I returned to the company this morning and found that a server game process was hung up. The first thing that came to my mind was that the cloud server host was down and was restarted (because I had encountered it twice before), so I immediately logged on to the server and checked the process log first. Determine the time when the process was killed, and then check the kernel log/var/log/message to find the following
It was determined that insufficient memory caused the system to trigger the OOM-killer mechanism and kill the process. The mechanism of OOM-killer is shared below:
Collected at the following address:
Linux allows programs to request more memory than the available memory of the system. This feature is called Overcommit. This is done for system optimization, because not all programs use memory immediately after applying for memory. When you use it, the system may have reclaimed some resources. Unfortunately, when you use the memory given to you by this Overcommit, if the system has no resources, the OOM killer will jump out. In order to protect important processes from being dropped by oom-killer, we can: echo -17>/proc//oom_adj, -17 means OOM is disabled
We can also disable the OOM of the entire system:
sysctl -w vm.panic_on_oom=1 0 sysctl -p
The parameter/proc/sys/vm/overcommit_memory can control the process' response strategy to memory overcommitment
- When overcommit_memory=0, the process is allowed to slightly overcommit memory, but not allowed for a large number of overload requests (default)
- When overcommit_memory=1, process overcommit is always allowed
- When overcommit_memory=2, overcommit is always prohibited
This selection strategy under Linux has been constantly evolving. As users, we can influence OOM killer's decision by setting some values.

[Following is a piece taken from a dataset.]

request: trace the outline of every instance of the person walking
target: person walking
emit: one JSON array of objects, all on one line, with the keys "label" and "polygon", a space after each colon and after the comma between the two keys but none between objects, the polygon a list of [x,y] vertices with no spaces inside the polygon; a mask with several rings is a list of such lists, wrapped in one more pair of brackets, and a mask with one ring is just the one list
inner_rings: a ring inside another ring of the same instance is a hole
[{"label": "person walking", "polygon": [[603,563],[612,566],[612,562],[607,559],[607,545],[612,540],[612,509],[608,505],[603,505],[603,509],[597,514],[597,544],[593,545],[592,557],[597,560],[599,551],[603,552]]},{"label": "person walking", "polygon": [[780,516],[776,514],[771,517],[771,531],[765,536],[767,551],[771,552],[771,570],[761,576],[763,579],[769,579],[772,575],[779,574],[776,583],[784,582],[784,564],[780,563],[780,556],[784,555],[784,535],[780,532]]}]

Each process under Linux has an OOM weight. In/proc//oom_adj, the value is -17 to +15. The higher the value, the easier it is to be killed.
In the end, the OOM killer uses the value of/proc//oom_score to determine which process is killed. This value is calculated by the memory consumption, CPU time (utime + stime), survival time (uptime-start time) and oom_adj of the system integrated process. The more memory consumed, the higher the score, and the longer the survival time, the lower the score.
In short, the general strategy is: Lose the least amount of work, release the largest amount of memory while not hurting innocent processes that use a lot of memory, and kill as few processes as possible.